Roles can also be used to control the sentences that appear in narratives about the person.

When you give roles to the other people in an event they appear in the Associates window (TMG7 only) which shows you the person’s relationships.

Some examples

These are examples from my own growing collection of tags and roles.

Census

A census tag can be created for each year. UK census tags can be created for each year a census was taken. Roles for the 1841 census are restricted to Head and Present or something similar but for later censuses you can start with Head, Wife, Son, Daughter, Mother, Father, Mother-in-law, Father-in-law, Sister, Sister-in-law, Brother, Brother-in-law, Boarder, Servant, Apprentice and Labourer and move on from there.

Death

Death tags can include roles for the Deceased; the Informant of the death; those Present at the death; and the Widow or Widower and Children to allow the event to be recorded for those left behind. The Burial tag can also include Witnesses of the burial and

Immigration

Immigration tags can include roles for family members – Head, Wife, Son, Daughter and Mother; or single men or women – Single.
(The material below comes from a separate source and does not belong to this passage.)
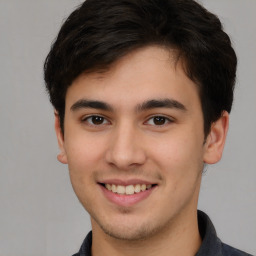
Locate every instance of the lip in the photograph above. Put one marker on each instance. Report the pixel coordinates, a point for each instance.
(127, 200)
(126, 182)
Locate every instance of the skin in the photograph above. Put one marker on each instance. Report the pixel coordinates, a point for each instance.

Further differentiation can be used for assisted vs non-assisted immigrants using roles rather than separate tags.

Land

Land purchase or transfer can include roles for Purchaser, Vendor, Co-owner, Heir or Inheritor.

Marriage

The Marriage tag automatically includes two Principals which can be converted to Bride and Groom or Husband and Wife. You can also include Witnesses, the Best Man, Groomsmen, Bridesmaids, the Celebrant and those Present at the wedding.

Probate

Probate files can have large numbers of people involved and roles can be created to account for them all, from the Deceased and Administrators of the estate to signatories of all the bits of paper in the file – Affidavits and Statutory Declarations and all the others.

Will

A Will might have roles for Witnesses to the will; Executor and Executrix; Beneficiaries or Heirs; and combinations of these to cater for cases where the executor is also a beneficiary.

Voyage

Some of my people were captains and crew of whalers from Massachusetts in the early 1800s so I created a Voyage tag with roles for Captain and Crew.

Roles for sentences

You can also create roles that reflect your state of knowledge about the person. A simple example is a role in the Death tag that has a sentence that says that you don’t know when the person died, or that you only know it was after a certain date.
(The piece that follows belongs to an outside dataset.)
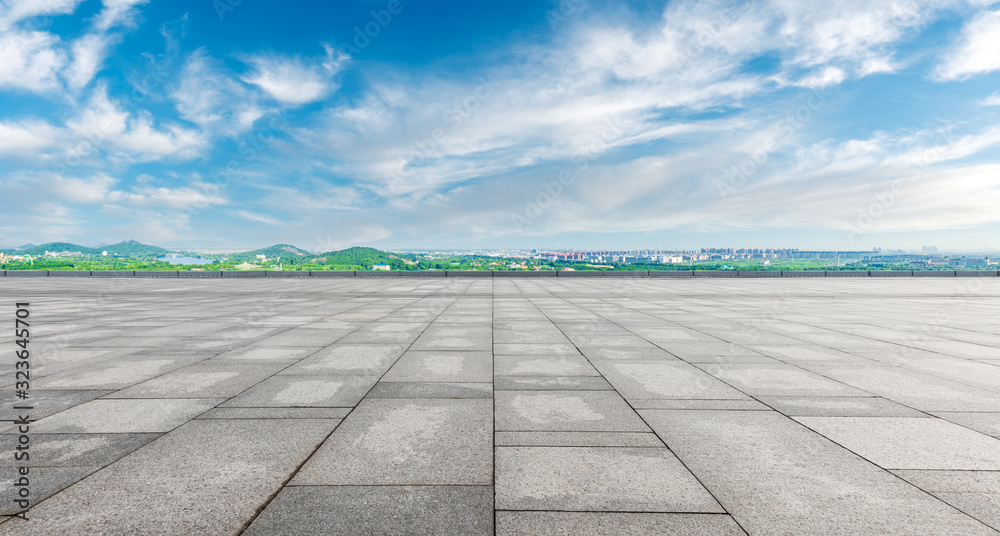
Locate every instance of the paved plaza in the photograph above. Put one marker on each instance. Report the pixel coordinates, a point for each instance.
(474, 406)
Unknown might give a sentence like “The date of death of [P] is unknown”.

Before might give “[P] is likely to have died before [D] <[M]>”.

After might give “[P] is likely to have died after [D] <[M]>”.


Further reading

The Wholly Genes forums has a topic on sentence structures, which necessarily includes roles you may not have thought of using.

Terry’s Tips has a good tutorial on roles.

Theresa Ghee Elliot’s website gives examples of sentences within roles.

Sources

Reigel, T., A Primer for The Master Genealogist, published by the author, 2008. Very highly recommended for all but the very expert user.